As part of the 1994 restructuring of the electricity industry, the Waitakere* and North Shore city councils and the Rodney District Council were to receive a 10.7 per cent share in UnitedNetworks in July 2004.
Until then, their stake was to be held through the Waitemata Electricity Trust, which is administered by trustee UnitedNetworks Shareholders Society.
But yesterday North Shore Mayor George Wood said the councils were reacting to the unexpected plans of the company's main shareholder, the American firm Aquilia, to sell its 70.2 per cent stake.
That left the councils, as beneficiaries rather than shareholders, without the flexibility to consider all options regarding the future of their 16.2 million shares in the company.
The shares could become devalued with a takeover of the company or a sale of its assets.
The councils would be left as minority shareholders, without any effective say in key decisions.

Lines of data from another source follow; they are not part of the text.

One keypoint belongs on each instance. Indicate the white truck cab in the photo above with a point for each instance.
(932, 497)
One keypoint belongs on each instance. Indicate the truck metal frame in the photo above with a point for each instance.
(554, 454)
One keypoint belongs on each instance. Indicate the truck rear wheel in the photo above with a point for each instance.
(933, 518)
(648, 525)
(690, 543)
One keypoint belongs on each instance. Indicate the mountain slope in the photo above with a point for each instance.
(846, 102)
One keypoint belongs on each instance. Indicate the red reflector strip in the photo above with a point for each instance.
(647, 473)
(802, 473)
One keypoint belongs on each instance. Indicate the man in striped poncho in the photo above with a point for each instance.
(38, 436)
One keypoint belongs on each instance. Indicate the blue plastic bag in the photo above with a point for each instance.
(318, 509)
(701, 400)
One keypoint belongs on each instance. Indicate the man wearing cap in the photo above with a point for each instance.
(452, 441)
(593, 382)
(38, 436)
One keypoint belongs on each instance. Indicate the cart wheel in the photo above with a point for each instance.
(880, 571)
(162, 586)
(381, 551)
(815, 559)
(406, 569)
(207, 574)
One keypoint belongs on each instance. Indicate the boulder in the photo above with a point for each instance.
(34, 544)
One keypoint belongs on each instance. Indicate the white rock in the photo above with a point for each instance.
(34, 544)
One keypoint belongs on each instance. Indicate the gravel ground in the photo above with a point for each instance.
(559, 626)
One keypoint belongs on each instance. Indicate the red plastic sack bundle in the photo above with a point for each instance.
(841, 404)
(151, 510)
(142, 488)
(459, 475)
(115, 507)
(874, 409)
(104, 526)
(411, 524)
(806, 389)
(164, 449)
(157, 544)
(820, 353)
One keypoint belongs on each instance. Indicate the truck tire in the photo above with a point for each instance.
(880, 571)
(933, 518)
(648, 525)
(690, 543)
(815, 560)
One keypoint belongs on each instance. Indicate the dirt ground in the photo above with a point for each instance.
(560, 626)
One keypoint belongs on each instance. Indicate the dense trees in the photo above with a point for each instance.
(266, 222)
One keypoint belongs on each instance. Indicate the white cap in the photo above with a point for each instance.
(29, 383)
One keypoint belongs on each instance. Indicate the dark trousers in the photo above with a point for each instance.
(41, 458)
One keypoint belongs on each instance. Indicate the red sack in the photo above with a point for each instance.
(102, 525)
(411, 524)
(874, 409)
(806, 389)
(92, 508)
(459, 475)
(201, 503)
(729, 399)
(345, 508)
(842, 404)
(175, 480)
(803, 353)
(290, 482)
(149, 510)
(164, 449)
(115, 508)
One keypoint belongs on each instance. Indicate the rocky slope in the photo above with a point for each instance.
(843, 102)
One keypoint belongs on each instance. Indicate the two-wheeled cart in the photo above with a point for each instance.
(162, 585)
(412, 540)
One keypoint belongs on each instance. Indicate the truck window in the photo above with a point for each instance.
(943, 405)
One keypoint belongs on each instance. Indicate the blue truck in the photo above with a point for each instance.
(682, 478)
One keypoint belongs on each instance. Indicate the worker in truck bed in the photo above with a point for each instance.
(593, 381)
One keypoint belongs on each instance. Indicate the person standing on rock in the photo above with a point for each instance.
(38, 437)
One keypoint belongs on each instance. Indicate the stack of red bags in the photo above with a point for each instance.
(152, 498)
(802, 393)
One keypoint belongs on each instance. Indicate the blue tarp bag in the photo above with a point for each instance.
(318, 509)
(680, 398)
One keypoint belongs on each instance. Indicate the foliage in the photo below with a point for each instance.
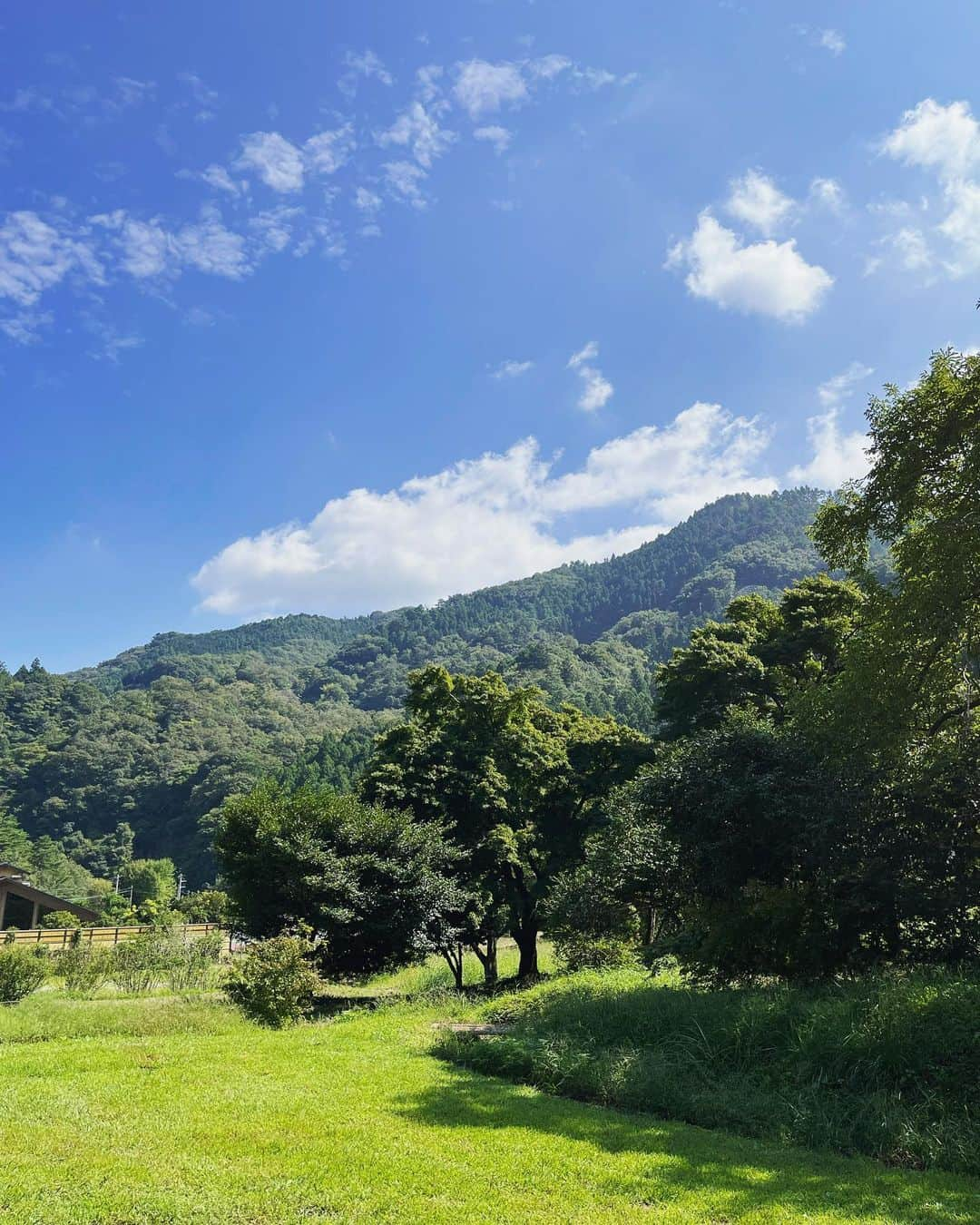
(21, 973)
(272, 982)
(886, 1064)
(191, 963)
(152, 742)
(140, 962)
(760, 655)
(205, 906)
(60, 919)
(150, 879)
(377, 888)
(516, 784)
(84, 968)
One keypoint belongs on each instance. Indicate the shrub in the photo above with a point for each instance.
(887, 1064)
(191, 962)
(272, 982)
(584, 952)
(83, 968)
(60, 919)
(141, 962)
(21, 973)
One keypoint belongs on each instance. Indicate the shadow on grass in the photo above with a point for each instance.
(739, 1175)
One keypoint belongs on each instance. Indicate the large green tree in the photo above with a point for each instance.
(377, 888)
(517, 786)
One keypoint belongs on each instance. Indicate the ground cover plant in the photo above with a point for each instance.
(887, 1064)
(352, 1120)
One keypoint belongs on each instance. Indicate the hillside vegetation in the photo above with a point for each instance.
(158, 737)
(352, 1120)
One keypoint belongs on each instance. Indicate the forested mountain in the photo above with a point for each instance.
(160, 735)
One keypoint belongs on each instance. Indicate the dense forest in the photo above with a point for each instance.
(157, 738)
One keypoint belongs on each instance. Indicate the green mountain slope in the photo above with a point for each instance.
(160, 735)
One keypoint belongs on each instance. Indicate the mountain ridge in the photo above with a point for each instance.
(158, 735)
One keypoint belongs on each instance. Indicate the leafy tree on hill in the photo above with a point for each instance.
(516, 784)
(161, 735)
(377, 888)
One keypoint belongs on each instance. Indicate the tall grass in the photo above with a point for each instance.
(887, 1066)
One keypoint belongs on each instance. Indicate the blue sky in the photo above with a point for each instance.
(337, 307)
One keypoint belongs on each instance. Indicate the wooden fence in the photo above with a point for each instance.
(60, 937)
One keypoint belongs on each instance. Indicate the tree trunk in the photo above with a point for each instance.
(487, 961)
(455, 961)
(525, 935)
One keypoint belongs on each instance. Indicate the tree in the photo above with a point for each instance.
(516, 784)
(152, 882)
(761, 657)
(914, 671)
(377, 888)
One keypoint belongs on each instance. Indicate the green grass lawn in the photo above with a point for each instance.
(169, 1112)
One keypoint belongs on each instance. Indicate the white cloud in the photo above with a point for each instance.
(403, 181)
(328, 152)
(756, 200)
(837, 389)
(945, 140)
(941, 139)
(962, 226)
(368, 202)
(484, 521)
(495, 135)
(147, 249)
(597, 389)
(111, 342)
(512, 369)
(214, 177)
(833, 42)
(419, 129)
(34, 256)
(275, 227)
(365, 65)
(763, 279)
(837, 456)
(827, 193)
(549, 66)
(277, 162)
(482, 87)
(26, 326)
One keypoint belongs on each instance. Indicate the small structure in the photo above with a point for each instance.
(22, 906)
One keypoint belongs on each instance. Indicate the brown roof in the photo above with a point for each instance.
(20, 889)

Mr Wood said that the councils had been working with the trustee and the company towards amending the trust deed.
Changing the trust deed would allow the councils to cash in if there were a bidding war for the company. But selling the shares as soon as possible had not been discussed.
Trustees society chairman Bob Stanic said he did not expect difficulty in changing the trust deed.
He said all it needed was for the councils, the company and the trustees society to be in accord over the change.
Yesterday, UnitedNetworks shares went up 10c on a falling market to $9.10.
The company distributes power to 30 per cent of New Zealand's electricity consumers and gas to more than half of the country's consumers.
* CORRECTION. In the original version of this story we incorrectly referred to the Auckland City Council rather than the Waitakere City Council.